Statins in the old and very old—a nonagenarian negative
Here is some evidence to inform practice for octa and nonagenarians, a rare form of evidence indeed. Ramos et al’s large retrospective cohort study looked at the impact of statin use on atherosclerotic cardiovascular disease and all-cause mortality in people over 75 without pre-existing atherosclerotic cardiovascular disease. They divided people into those with type 2 diabetes and those without. They found no benefit of statins in those without diabetes. There was benefit in those with diabetes, but this benefit was less over age 85 and disappeared in those over 90. A randomised controlled trial of statins in over 70s (STAREE) is underway so we should soon have a definitive answer which takes adverse events into account. This will be a great step in efforts to tackle polypharmacy in the elderly.
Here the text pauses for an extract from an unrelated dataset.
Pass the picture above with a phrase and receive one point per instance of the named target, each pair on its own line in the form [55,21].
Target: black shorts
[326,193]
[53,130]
Build urgent care centres and they will come—a debatable diversion
Emergency physicians in the US may be pleased to hear that attempts to divert people who are less sick (“low-acuity patients” with ailments like rashes and musculoskeletal strains) away from emergency departments seem to be working. Emergency department visits decreased from 89 visits per 1000 members of the Aetna healthplan (the cohort studied here) to 57 per 1000. Far more marked though, was the increase in non-emergency department visits, which rose from 54 visits per 1000 to 131 per 1000. And with that, Poon et al showed a hefty increase in utilisation of resources and in costs. Non-emergency department visits were mostly comprised of urgent care centre visits, but the authors also show the growing popularity of “retail clinics” and “telemedicine,” hardly surprising with out of pocket costs (paid by patients not insurers) of $37 dollars and $14 per appointment respectively compared to $422 at the emergency department. Some of this study is lost in translation over the Atlantic though, because we have another arrow in our quiver, that is, rapid (and free) access to general practice. Still, these data highlight the unmet needs of a population which is not that different to the UK’s. Uptake of these types of services is definitely growing. Unfortunately the analysis only covered those under 65 which holds limited relevance to the bigger challenges faced by healthcare systems today.
Alex Nowbar is a clinical research fellow at Imperial College London.